Our Work “MetaCast: A Self-Driven Metaverse Announcer Architecture Based on Quality of Experience Evaluation Model” Is Accepted By ACM MM’ 23

Highlight Human Factors Multimedia Publication

Recently, our work “MetaCast: A Self-Driven Metaverse Announcer Architecture Based on Quality of Experience Evaluation Model” is accepted to be published in The 31st ACM International Conference on Multimedia (MM’ 23).


Currently, there are various directions of metaverse development, such as gaming-based (Roblox, Minecraft, Fortnite), blockchain-based (Decentraland and The Sandbox), or extended reality-based such as Meta Horizon Worlds. The common idea behind these projects is to provide a virtual world for users to interact with. As the metaverse attracts more users, the demand for an announcer system emerges. Due to the sheer scale of the metaverse, users cannot cover it entirely with their own avatars. In this case, a metaverse announcer that broadcasts events in real-time can help users stay informed about ongoing events in the expansive virtual world. However, most existing video game observers mainly serve in esports competitions and driven by human director. As a parallel universe to the real world, the metaverse should be accessible anytime to anybody in the world, and so does its observer. This poses a challenge as human-driven observers are unable to afford 24-hour delivery in the practical metaverse. Currently, some researchers have developed virtual cinematographic systems to address specific needs, such as plot-based storytelling, cinematic sequence, and complex crowd tracking. Nonetheless, there is a lack of a general framework to fit the wide variety of situations occurring in the metaverse.


In this work, we propose a three-stage metaverse announcer architecture consisting of the Event Manager, Prose Storyboard Language (PSL) Interpreter, and Camera Controller. The Event Manager captures newsworthy events from the metaverse, such as crucial user actions or crowd gatherings. After determining the targets to be announced, the PSL Interpreter will choose several shot specifications for the event and translate them to corresponding camera positions. At last, the Camera Controller takes charge of the path planning, including transition time and curve.

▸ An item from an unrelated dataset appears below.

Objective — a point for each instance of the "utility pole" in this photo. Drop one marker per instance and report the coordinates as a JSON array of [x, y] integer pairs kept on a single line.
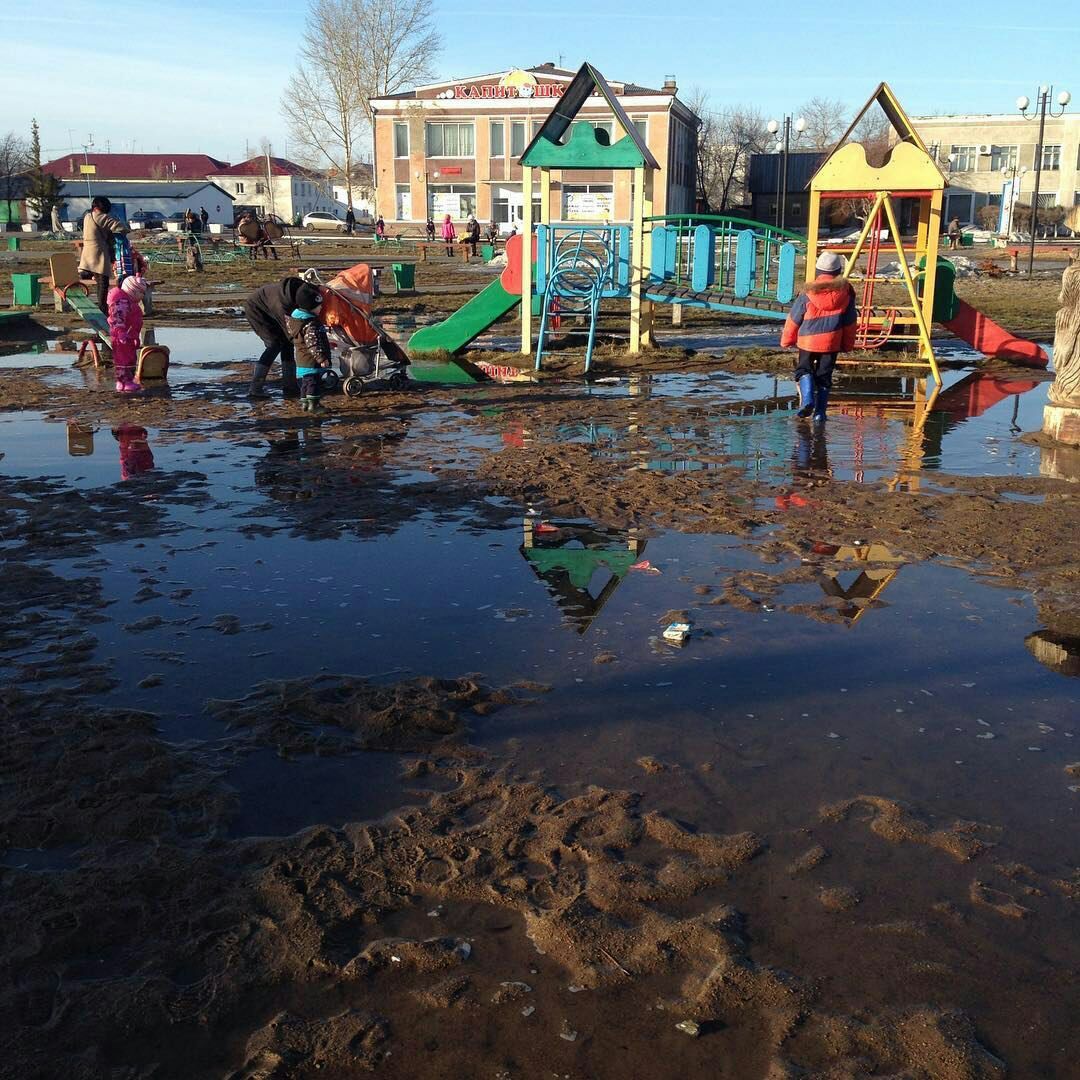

Moreover, this paper identifies and analyzes various factors affecting the users’ experience of a metaverse announcer, mainly containing two subjective factors: the accuracy of catching events and perceived video quality. For quantitative evaluation, we build a quality of experience (QoE) model, named Metaverse Announcer User Experience (MAUE) model, which comprises four objective factors: the transition time between shots, frequency of switching views, threshold value of important events, and image composition. 

To determine suitable parameters for the MAUE model, we prepare video segments with different influencing factor settings and conduct user studies. Participants rate their satisfaction with the video segments through a 5-point Mean Opinion Score (MOS). Based on our experimental data, we obtain a series of announcer system settings that align with most users’ perceptions.


Our findings reveal that a 2:5 transition-to-shot-duration ratio receives the highest user satisfaction. The majority of users prefer an equal balance between local and global events. The importance threshold for events should adjust dynamically based on the online user count. We also provide a table of ranked specifications for image composition.